A rear underbody structure which improves these drawbacks is disclosed in Japanese Utility Model Application Laid-Open No. 2-108672(1990).
As shown in FIG. 13, there is provided a rear underbody structure 70 in which a portion of a rear floor pan 72 in the vicinity of a connecting portion of a cross member 74 and a lower arm 76 swells upward such that a buffer space 78 is formed between the rear floor pan 72 and the cross member 74. Impact load applied from a rear wheel 80 via the lower arm 76 is absorbed by the buffer space 78, thereby causing vibration of the rear floor pan 72 to be controlled so as to reduce road noise.

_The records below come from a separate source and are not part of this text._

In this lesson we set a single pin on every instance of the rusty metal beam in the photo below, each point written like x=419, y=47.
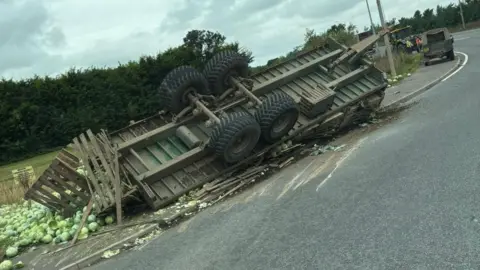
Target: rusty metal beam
x=173, y=165
x=149, y=137
x=349, y=77
x=263, y=88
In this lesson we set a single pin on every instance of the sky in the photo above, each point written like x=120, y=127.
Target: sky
x=47, y=37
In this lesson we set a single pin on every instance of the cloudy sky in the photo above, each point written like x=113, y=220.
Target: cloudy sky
x=48, y=36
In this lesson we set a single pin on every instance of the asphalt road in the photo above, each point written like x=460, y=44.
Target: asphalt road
x=406, y=197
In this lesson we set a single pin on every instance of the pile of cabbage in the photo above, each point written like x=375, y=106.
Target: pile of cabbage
x=26, y=224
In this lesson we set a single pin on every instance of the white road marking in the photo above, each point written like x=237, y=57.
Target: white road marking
x=347, y=154
x=292, y=182
x=460, y=68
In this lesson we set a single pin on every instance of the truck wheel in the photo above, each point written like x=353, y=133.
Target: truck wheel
x=277, y=115
x=222, y=67
x=178, y=84
x=235, y=137
x=451, y=55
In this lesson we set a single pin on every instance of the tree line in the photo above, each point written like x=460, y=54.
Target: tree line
x=440, y=16
x=43, y=113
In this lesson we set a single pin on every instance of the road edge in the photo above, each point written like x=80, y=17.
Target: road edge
x=87, y=260
x=424, y=88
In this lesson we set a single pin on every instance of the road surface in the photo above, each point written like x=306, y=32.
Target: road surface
x=407, y=196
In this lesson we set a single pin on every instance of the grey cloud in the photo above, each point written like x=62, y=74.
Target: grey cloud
x=179, y=19
x=25, y=34
x=314, y=9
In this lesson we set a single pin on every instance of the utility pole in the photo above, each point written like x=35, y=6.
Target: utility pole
x=386, y=39
x=371, y=23
x=461, y=14
x=370, y=15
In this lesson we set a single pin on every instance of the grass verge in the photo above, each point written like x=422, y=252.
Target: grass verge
x=405, y=65
x=11, y=192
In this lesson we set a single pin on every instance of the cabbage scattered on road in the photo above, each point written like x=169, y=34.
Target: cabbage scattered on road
x=23, y=225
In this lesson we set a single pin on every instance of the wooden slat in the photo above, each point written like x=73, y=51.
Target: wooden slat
x=54, y=198
x=105, y=188
x=39, y=193
x=34, y=196
x=50, y=173
x=82, y=223
x=106, y=166
x=94, y=181
x=118, y=189
x=70, y=155
x=70, y=176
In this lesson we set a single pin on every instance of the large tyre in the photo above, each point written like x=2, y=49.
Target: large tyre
x=451, y=55
x=235, y=137
x=178, y=84
x=222, y=67
x=277, y=115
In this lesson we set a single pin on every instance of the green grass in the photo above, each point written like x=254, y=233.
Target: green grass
x=39, y=163
x=404, y=64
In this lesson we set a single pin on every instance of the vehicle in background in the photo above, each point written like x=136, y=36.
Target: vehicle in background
x=437, y=43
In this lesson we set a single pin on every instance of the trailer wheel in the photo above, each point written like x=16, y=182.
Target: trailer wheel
x=163, y=85
x=222, y=67
x=451, y=55
x=178, y=84
x=235, y=136
x=277, y=115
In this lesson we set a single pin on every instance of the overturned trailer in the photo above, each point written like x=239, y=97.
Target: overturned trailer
x=220, y=120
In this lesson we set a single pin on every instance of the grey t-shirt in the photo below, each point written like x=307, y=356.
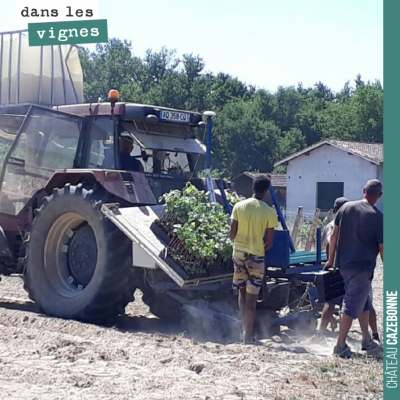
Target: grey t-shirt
x=360, y=233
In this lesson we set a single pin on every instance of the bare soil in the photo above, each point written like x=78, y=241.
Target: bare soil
x=142, y=358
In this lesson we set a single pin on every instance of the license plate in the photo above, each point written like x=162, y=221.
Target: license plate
x=175, y=116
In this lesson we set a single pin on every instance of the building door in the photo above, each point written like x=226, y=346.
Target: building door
x=327, y=193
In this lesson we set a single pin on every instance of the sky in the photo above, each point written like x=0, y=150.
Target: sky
x=266, y=43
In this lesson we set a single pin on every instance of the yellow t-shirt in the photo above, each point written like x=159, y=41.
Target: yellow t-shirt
x=253, y=217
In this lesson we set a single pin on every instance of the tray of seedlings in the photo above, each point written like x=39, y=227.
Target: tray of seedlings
x=196, y=232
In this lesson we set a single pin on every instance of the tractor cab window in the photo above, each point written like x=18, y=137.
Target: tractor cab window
x=47, y=141
x=101, y=152
x=169, y=151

However, in the above-described rear underbody structure 70, each region 74A in the vicinity of both end portions of the cross member 74 in a transverse direction of a vehicle body is bent upward, and each end of the cross member 74 is connected to a rear floor side member 82. Accordingly, cross-sectional deformation of both end portions 74B, in the transverse direction of the vehicle body, of the cross member 74, which is caused by an input load, increases. With this cross-sectional deformation vibration of the rear floor side members 82 to which both end portions 74B, in the transverse direction of the vehicle body, of the cross member 74 are respectively connected increases. As a result, there are drawbacks in that the vibration of the rear floor pan 72 cannot be sufficiently controlled and road noise cannot be sufficiently reduced.

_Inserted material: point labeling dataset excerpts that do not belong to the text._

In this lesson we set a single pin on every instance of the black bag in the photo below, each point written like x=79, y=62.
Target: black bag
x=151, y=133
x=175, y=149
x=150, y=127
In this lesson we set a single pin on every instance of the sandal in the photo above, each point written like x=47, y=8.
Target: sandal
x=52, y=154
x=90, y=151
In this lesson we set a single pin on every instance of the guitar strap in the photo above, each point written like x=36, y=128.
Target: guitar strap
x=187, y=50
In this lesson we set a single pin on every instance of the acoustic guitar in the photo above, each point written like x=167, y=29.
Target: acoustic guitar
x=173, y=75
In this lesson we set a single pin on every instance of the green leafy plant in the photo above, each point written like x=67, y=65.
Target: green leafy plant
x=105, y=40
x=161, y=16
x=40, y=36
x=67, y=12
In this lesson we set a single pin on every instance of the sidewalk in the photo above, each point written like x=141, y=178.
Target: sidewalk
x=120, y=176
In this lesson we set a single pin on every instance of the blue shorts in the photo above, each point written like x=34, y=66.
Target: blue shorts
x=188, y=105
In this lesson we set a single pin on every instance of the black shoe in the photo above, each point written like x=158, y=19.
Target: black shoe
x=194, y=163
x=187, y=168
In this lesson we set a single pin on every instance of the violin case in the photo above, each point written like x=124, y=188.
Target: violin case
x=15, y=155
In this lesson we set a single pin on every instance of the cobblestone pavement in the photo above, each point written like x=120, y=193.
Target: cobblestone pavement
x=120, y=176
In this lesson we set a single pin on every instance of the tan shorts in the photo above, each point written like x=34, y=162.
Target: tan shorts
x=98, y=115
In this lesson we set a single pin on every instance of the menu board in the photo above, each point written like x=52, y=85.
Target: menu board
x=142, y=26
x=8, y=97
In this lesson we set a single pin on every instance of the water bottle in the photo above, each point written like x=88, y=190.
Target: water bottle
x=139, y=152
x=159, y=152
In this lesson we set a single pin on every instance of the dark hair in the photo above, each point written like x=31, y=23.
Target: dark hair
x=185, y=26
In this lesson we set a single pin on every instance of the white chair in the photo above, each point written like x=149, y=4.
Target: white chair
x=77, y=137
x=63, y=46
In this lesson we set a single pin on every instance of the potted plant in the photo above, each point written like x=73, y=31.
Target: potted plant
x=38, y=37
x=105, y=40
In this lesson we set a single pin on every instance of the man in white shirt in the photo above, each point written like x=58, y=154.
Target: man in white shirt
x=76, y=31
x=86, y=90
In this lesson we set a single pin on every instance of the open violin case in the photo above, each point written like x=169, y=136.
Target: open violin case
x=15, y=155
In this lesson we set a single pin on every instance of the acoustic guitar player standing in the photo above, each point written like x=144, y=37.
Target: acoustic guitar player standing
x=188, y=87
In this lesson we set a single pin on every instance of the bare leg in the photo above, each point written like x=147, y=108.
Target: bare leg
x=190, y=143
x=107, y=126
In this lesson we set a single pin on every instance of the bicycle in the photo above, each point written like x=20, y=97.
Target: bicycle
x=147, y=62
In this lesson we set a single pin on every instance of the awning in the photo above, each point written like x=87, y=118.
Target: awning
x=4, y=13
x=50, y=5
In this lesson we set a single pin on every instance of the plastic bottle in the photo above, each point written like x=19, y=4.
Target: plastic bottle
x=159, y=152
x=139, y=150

Further, a rear underbody structure 90 shown in FIG. 14 is disclosed in Japanese Utility Model Application Laid-Open No. 3-26677(1991). In the rear underbody structure 90, a reinforcing gusset 94 is fixed to the inside of a wheel house inner 92 in the transverse direction of the vehicle body and a lower end of the reinforcing gusset 94 is disposed in and fixed to a rear floor side member 96. A cross member 98 is horizontally disposed in and fixed to a region within the rear floor side member 96, in which the reinforcing gusset 94 is to be disposed. A rear subframe 100 is fixed to a bottom surface of respective regions within the left-side and right-side rear floor side members 96. Accordingly, since input force applied from the rear subframe 100 can be transmitted via the reinforcing gusset 94 to the wheel house inner 92, the mounting rigidity of the rear subframe 100 can be improved. Further, since the regions within the left-side and right-side rear floor side members 96, at which the reinforcing gusset 94 is disposed and fixed to the respective rear floor side members 96, interconnect via the cross member 98 and the rear subframe 100, the rigidity of the body input portion of a suspension can be increased.

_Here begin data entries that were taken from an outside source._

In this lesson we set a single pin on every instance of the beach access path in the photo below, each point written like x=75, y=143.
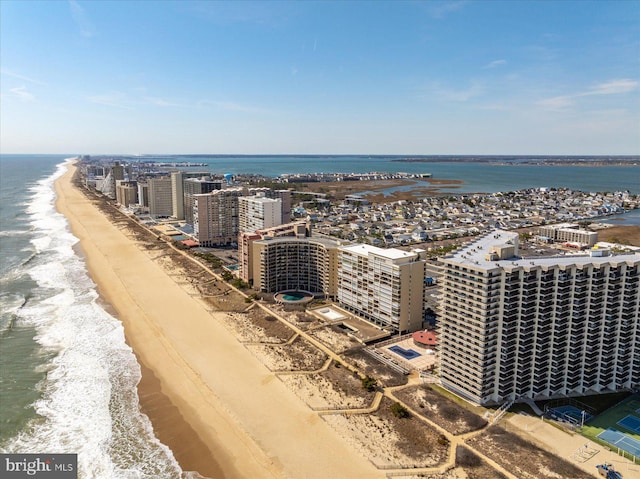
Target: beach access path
x=252, y=425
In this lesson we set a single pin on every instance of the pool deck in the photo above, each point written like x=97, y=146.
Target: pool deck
x=422, y=362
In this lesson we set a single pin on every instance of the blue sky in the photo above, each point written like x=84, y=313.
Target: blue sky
x=436, y=77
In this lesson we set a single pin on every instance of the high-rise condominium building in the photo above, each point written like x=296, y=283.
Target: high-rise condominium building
x=544, y=327
x=259, y=212
x=298, y=229
x=287, y=263
x=216, y=217
x=384, y=286
x=197, y=186
x=126, y=192
x=283, y=195
x=160, y=197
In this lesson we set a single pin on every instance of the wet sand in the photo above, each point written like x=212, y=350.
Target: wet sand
x=211, y=401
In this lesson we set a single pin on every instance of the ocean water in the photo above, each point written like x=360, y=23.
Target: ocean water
x=67, y=377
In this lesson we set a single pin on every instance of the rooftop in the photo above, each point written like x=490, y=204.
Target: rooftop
x=390, y=253
x=475, y=254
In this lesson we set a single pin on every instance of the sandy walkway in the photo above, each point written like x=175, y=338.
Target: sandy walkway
x=250, y=423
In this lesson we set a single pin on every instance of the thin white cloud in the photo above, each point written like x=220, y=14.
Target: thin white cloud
x=230, y=106
x=21, y=77
x=611, y=87
x=162, y=102
x=440, y=10
x=436, y=90
x=115, y=99
x=495, y=63
x=82, y=20
x=557, y=103
x=22, y=93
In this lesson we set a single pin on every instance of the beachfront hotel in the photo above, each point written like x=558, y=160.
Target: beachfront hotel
x=160, y=197
x=283, y=195
x=543, y=327
x=288, y=263
x=216, y=217
x=198, y=184
x=297, y=229
x=383, y=286
x=259, y=212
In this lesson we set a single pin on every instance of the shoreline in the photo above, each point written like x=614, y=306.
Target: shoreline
x=213, y=396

However, in the above-described rear underbody structure 90, a mounting point S of the rear subframe 100 is located on a main axis H passing through an axial center P of the rear side member 96, and the mounting point S is offset downwardly with respect to the axial center P of the rear side member by a dimension Lz. Accordingly, among input force Fy, which generates from the mounting point S of the rear subframe 100 and acts inwardly in a horizontal direction of the vehicle body, and input force Fz, which acts downwardly in a vertical direction of the vehicle body, the influence of moment FyLz about the axial center P of the rear side member 96 which is caused by the input force Fy increases. As a result, as shown by an imaginary line in FIG. 14, the cross member 98 bends upward and the floor pan 102 is vibrated to produce road noise. Meanwhile, in order to reduce the vibration, a dynamic damper is conventionally mounted on the rear subframe 100 to reduce input force Fy, resulting in an increase in the weight of the body.